Transport Across Heterointerfaces of Amorphous Niobium Oxide and Crystallographically Oriented Epitaxial Germanium

Abstract

Because of the high carrier mobility of germanium (Ge) and high dielectric permittivity of amorphous niobium pentoxide (a-Nb₂O₅), Ge/a-Nb₂O₅ heterostructures offer several advantages for the rapidly developing field of oxide-semiconductor-based multifunctional devices. To this end, we investigate the growth, structural, band alignment, and metal-insulator-semiconductor (MIS) electrical properties of physical vapor-deposited Nb₂O₅ on crystallographically oriented (100), (110), and (111)Ge epilayers. The as-deposited Nb₂O₅ dielectrics were found to be in the amorphous state, demonstrating an abrupt oxide/semiconductor heterointerface with respect to Ge, when examined via low- and high-magnification cross-sectional transmission electron microscopy.

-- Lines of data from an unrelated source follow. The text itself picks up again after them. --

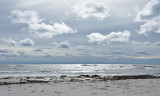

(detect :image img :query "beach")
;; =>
[0,75,160,96]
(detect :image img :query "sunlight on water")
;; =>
[0,64,160,77]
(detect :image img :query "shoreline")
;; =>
[0,75,160,86]
[0,75,160,96]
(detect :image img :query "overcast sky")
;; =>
[0,0,160,64]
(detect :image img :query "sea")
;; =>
[0,64,160,77]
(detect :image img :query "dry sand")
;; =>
[0,79,160,96]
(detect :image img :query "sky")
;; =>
[0,0,160,64]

Additionally, variable-angle spectroscopic ellipsometry and X-ray photoelectron spectroscopy (XPS) were used to independently determine the a-Nb₂O₅ band gap, yielding a direct gap value of 4.30 eV. Moreover, analysis of the heterointerfacial energy band alignment between a-Nb₂O₅ and epitaxial Ge revealed valance band offsets (ΔE_V) greater than 2.5 eV, following the relation ΔE_V⁽¹¹¹⁾ > ΔE_V⁽¹¹⁰⁾ > ΔE_V⁽¹⁰⁰⁾. Similarly, utilizing the empirically determined a-Nb₂O₅ band gap, conduction band offsets (ΔE_C) greater than 0.75 eV were found, likewise following the relation ΔE_C⁽¹¹⁰⁾ > ΔE_C⁽¹⁰⁰⁾ > ΔE_C⁽¹¹¹⁾. Leveraging the reduced ΔE_C observed at the a-Nb₂O₅/Ge heterointerface, we also perform the first experimental investigation into Schottky barrier height reduction on n-Ge using a 2 nm a-Nb₂O₅ interlayer, resulting in a 20× increase in reverse-bias current density and improved Ohmic behavior.

Keywords: X-ray photoelectron spectroscopy; band offset; germanium; metal−insulator−semiconductor; niobium oxide.